Dal 1985, il 24% delle coste globali è stato eroso: il peso dell’estrazione della sabbia

L’estrazione incontrollata della sabbia sta accelerando l’erosione delle coste e minacciando gli ecosistemi marini.

L’eterna lotta tra progresso umano e difesa della natura si gioca anche su terreni inaspettati. O meglio, su spiagge e fondali marini. La sabbia, risorsa che diamo quasi per scontata, è in realtà uno dei materiali più sfruttati al mondo. Serve ovunque: per costruire palazzi, strade, vetro e persino i dispositivi elettronici che usiamo ogni giorno. Ed è proprio questa richiesta continua che sta mettendo in difficoltà gli ecosistemi costieri.

Eppure, quando si parla di risorse naturali a rischio, raramente si nomina la sabbia. Si discute molto di combustibili fossili, minerali rari o deforestazione, ma il prelievo massiccio di sabbia, soprattutto negli ambienti marini, passa quasi inosservato. Questo nonostante sia la seconda attività umana più impattante sulle coste, subito dopo la pesca. Il problema? Non ci sono abbastanza regole per controllarla, e spesso viene estratta senza pensare alle conseguenze.

Ma gli effetti ci sono, e sono devastanti. Dragare la sabbia dal fondo del mare significa sconvolgere interi habitat. Praterie di posidonia, fondamentali per l’ossigenazione delle acque e per molte specie marine, vengono distrutte. I coralli soffocano per le particelle sollevate dal dragaggio. L’acqua diventa torbida, confondendo pesci e altre creature che dipendono dalla luce per orientarsi o cacciare. In poche parole, si crea un caos ecologico.

E non è tutto. L’estrazione della sabbia è uno dei fattori che peggiorano l’erosione costiera. Normalmente, le spiagge si rigenerano grazie ai sedimenti trasportati dalle correnti. Ma se questa sabbia viene prelevata e usata per costruire grattacieli, il meccanismo naturale si rompe. Così, le coste si riducono, diventano più fragili e meno capaci di resistere all’innalzamento del mare e alle tempeste sempre più frequenti.

Il problema nascosto della sabbia

Uno studio pubblicato su One Earth ha acceso i riflettori su questa crisi silenziosa. Secondo i ricercatori, tra cui Aurora Torres dell’Università di Alicante e Jianguo Liu della Michigan State University, la sabbia è il materiale più estratto al mondo, eppure quasi nessuno ne parla. Ma i dati sono chiari: dal 1985, il 24% delle coste mondiali è stato eroso, un fenomeno direttamente collegato al prelievo incontrollato di sabbia.

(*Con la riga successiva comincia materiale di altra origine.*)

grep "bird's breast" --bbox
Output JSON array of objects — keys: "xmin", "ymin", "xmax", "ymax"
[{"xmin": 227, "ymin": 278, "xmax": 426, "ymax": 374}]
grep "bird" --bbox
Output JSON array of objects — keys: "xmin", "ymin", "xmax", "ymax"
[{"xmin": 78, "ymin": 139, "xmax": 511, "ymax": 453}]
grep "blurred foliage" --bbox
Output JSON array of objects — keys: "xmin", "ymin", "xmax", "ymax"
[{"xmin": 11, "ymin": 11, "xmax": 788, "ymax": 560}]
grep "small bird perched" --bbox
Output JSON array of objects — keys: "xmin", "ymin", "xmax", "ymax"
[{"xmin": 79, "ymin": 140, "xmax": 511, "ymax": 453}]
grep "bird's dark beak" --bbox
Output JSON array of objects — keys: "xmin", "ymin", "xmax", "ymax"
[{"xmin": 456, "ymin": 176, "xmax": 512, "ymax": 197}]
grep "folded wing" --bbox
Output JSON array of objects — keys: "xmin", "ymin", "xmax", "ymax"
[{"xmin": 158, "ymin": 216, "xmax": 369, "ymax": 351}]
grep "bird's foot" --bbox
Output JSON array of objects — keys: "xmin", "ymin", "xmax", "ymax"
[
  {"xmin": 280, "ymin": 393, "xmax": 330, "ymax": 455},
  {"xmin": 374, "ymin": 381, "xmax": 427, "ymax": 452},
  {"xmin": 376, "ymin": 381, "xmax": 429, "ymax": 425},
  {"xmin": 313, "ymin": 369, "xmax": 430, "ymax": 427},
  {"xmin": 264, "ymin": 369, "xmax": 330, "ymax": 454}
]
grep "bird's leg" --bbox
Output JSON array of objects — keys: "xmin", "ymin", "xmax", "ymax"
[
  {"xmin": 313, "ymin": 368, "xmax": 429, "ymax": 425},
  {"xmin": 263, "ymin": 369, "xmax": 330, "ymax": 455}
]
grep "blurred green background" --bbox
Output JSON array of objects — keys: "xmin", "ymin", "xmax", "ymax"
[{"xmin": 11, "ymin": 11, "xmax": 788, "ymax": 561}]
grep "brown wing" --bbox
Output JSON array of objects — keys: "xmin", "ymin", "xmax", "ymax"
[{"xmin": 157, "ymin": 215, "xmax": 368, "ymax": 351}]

Per affrontare il problema, gli scienziati propongono di rendere più visibili gli impatti dell’estrazione, raccogliendo più dati, migliorando le normative e inserendo il tema nelle politiche ambientali globali. La sabbia non è solo un bene da sfruttare, ma una risorsa essenziale per proteggere gli ecosistemi costieri. Serve la stessa attenzione che oggi viene data a settori come la pesca o il turismo, prima che i danni diventino irreversibili.

Erosione costiera (Depositphotos foto) – www.marinecue.it

Un’emergenza sottovalutata

Nonostante gli allarmi lanciati dalla comunità scientifica, l’estrazione della sabbia continua a essere un problema poco considerato nelle politiche ambientali globali. I governi e le industrie spesso la vedono come una risorsa inesauribile, ignorando il fatto che la sua rimozione indiscriminata sta modificando interi ecosistemi e accelerando fenomeni già critici come l’erosione costiera. La questione diventa ancora più urgente se si pensa all’impatto che tutto ciò avrà sulle comunità costiere, sempre più esposte ai rischi di inondazioni e perdite di territorio.

Gli esperti avvertono che la soluzione non può essere rimandata. Serve una gestione più responsabile delle risorse sabbiose, regolamentazioni più severe e una maggiore consapevolezza del ruolo cruciale che la sabbia svolge nel mantenimento degli ecosistemi marini. Se non si interviene in tempo, il costo da pagare sarà altissimo, non solo per l’ambiente, ma anche per le economie e le società che dipendono da queste aree vulnerabili.